Troubleshooting PCF on Azure

Page last updated:

This topic describes how to troubleshoot known issues when deploying or running Pivotal Cloud Foundry (PCF) on Azure.

Installation Issues

Cannot Copy the Ops Manager Image

Symptom

Cannot copy the Ops Manager image into your storage account when completing Step 4: Boot Ops Manager of the Launching an BOSH Director Instance on Azure topic.

Explanation

You have an outdated version of the Azure CLI. You need the Azure CLI version 2.0.0 or greater. Run az --version from the command line to display your current Azure CLI version.

Solution

Install the Azure CLI 2.0 by following the instructions for your operating system in the Azure documentation.

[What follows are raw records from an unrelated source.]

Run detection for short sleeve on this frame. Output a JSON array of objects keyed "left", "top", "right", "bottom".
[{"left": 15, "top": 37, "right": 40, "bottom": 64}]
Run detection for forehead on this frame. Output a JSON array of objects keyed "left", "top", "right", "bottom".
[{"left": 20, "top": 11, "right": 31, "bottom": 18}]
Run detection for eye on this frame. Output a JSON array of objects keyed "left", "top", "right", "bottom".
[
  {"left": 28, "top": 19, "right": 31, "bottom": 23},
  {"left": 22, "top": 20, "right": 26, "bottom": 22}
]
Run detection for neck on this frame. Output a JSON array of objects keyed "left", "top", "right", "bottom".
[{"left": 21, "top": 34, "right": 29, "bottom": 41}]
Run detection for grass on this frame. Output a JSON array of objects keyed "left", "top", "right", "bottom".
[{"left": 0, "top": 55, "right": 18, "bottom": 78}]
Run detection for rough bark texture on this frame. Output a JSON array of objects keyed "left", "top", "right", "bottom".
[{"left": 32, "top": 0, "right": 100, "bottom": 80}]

Deployment Fails at “create-env”

Symptom

After clicking Review Pending Changes, then Apply Changes to install Ops Manager and PAS, the deployment fails at create-env with an error message similar to the following:

Command 'deploy' failed:
  Deploying:
    Creating instance 'bosh/0':
      Waiting until instance is ready:
        Starting SSH tunnel:
          Parsing private key file '/tmp/bosh_ec2_private_key.pem':
            asn1: structure error: tags don't match (16 vs {class:3 tag:28 length:127
            isCompound:false}) {optional:false explicit:false application:false 
            defaultValue:<nil> tag:<nil> stringType:0 timeType:0 set:false omitEmpty:false} pkcs1PrivateKey @2
            ===== 2016-09-29 16:28:22 UTC Finished "bosh create-env" 
            /var/tempest/workspaces/default/deployments/bosh.yml"; 
            Duration: 328s; Exit Status: 1
Exited with 1. 

Explanation

You provided a passphrase when creating your key pair in Step 4: Boot Ops Manager section of the Launching a BOSH Director Instance on Azure topic.

Solution

Create a new key pair with no passphrase and redo the installation, beginning with the step for creating a VM against the Ops Manager image in Step 4: Boot Ops Manager section of the Launching a BOSH Director Instance on Azure topic.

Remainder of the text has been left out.